What are the benefits of the event-based model described in the Flash paper over MT and MP? What are the limitations? Would you convert the AMPED model into a AMTED (async multi-threaded event-driven)? How do you think about AMTED version of Flash would compare to the AMPED version of Flash?

A

Benefits: Single address space, flow of control. Smaller memory requirements. No context switching. No sync.

Limitation: Not all kernels support async I/O. Requires the use of helpers to simulate the async I/O behavior.

Yes, AMTED model would require less memory than AMPED model.

The AMPED version of Flash included the use of helpers to simulate asyc I/O behavior which exists natively within AMTED model. Since the outcomes are the same, I imagine they would compare similarly.

33
Q

There are several sets of experimental results from the Flash paper discussed in the lesson. Do you understand the purpose of each set of experiments (what was the question they wanted to answer)? Do you understand why the experiment was structured in a particular why (why they chose the variables to be varied, the workload parameters, the measured metric…).

A

Single File Test
This test was a test of “best case”: to show what performance would look like across the servers when the request pattern was optimal. To achieve this, requests were made for a single file which varied in size. SPED performed better than AMPED - which performs the extra check to see if the file is in memory (not an issue here because its one file and is always going to be in memory). Both performed better than MT/MP, which were slowed by context switching overhead.

Owlnet Trace
This tests workloads that can primarily be served from cache, but not completely. AMPED performs slightly better than SPED here. Since some of the work is disk-bound SPED blocks where AMPED context switches. Both of these approaches are better than MT/MP models, which have more memory allocated to them (less for cache size), and still incur the overhead of context switching.

CS Trace
This tests workloads that become disk-bound very quickly. In this case, AMPED, and MT/MP smoke SPED. Since SPED is single-threaded, with not helpers, SPED blocks a lot when the workload is disk-bound.

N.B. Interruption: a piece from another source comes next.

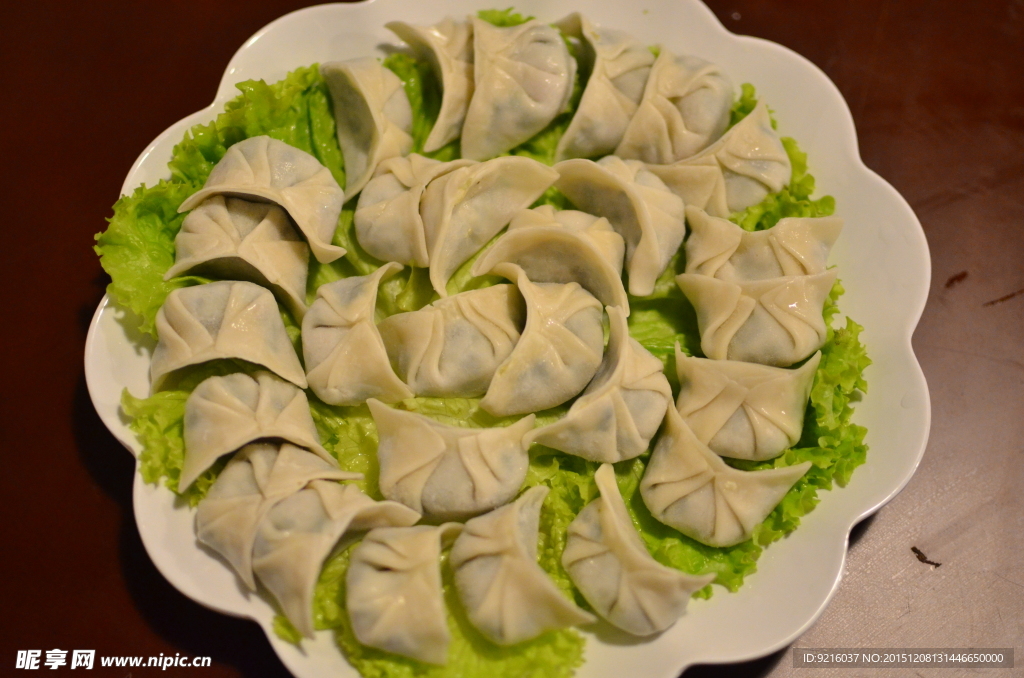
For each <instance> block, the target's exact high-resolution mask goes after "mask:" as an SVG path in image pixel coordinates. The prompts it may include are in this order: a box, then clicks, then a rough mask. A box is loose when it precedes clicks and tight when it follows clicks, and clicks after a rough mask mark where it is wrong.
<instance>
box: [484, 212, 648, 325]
mask: <svg viewBox="0 0 1024 678" xmlns="http://www.w3.org/2000/svg"><path fill="white" fill-rule="evenodd" d="M625 252H626V244H625V242H624V241H623V237H622V236H620V235H618V234H616V232H615V231H614V229H612V227H611V224H609V223H608V220H607V219H605V218H603V217H596V216H594V215H592V214H586V213H585V212H578V211H575V210H561V211H556V210H555V208H554V207H552V206H551V205H541V206H540V207H536V208H534V209H531V210H523V211H521V212H519V214H517V215H516V216H515V217H514V218H513V219H512V222H511V223H509V229H508V232H507V234H505V235H504V236H502V237H501V238H500V239H499V240H498V241H497V242H496V243H495V244H494V245H493V246H492V247H490V248H489V249H488V250H487V251H486V252H484V253H483V254H482V255H481V256H480V258H479V259H477V260H476V261H475V262H474V263H473V270H472V272H473V276H483V274H484V273H487V272H489V271H490V270H492V269H494V268H495V266H497V265H498V264H500V263H514V264H516V265H517V266H519V267H520V268H522V269H523V270H524V271H526V277H527V278H529V280H530V281H532V282H535V283H579V284H580V286H581V287H583V289H585V290H587V291H588V292H590V293H591V294H593V295H594V296H595V297H597V299H598V300H599V301H600V302H601V303H603V304H605V305H608V306H621V307H623V308H625V309H626V312H627V314H628V313H629V297H627V296H626V288H625V287H623V279H622V274H623V256H624V255H625Z"/></svg>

AMPED only has enough helper processes to keep the disk busy, so it has a smaller memory footprint and few context switching overheads than MP/MT

Optimizations
Looking at connection rate as a result of file size across the various combination of optimizations - pathname lookup caching, response header caching, and mapped file caching - shows that the combination containing all optimizations can handle the highest connection rate.

Performance Under WAN
MT/AMPED/STED all caused stable performance improvements when more clients were added. The per-process overhead of the MP model caused performance to degrade in this model.

34
Q

If you ran your server from the class project for two different traces: (i) many requests for a single file, and (ii) many random requests across a very large pool of very large files, what do you think would happen as you add more threads to your server? Can you sketch a hypothetical graph?

A

Single file
Adding more threads would likely increase the throughput of the GETFILE server. Files need to be read from disk into memory before they can be served. Once a file is read into memory, it can stay in memory until its contents need to be replaced. More threads would be able to serve more concurrent requests.

Random requests across a large pool of large files
Adding more threads may not have a huge impact on throughput in this scenario. Any given new request is not likely to be able to read from main memory, since the range of inputs is so wide. This means that this application would likely be disk-bound from the get-go. Increasing the number of threads allows for more concurrent requests to be processed, but each thread will likely have to pull content from disk.

I would say that the graph for throughput vs threads in both cases would be logarithmically increasing, with the graph for the single file example rising much more sharply than the graph for the large pool.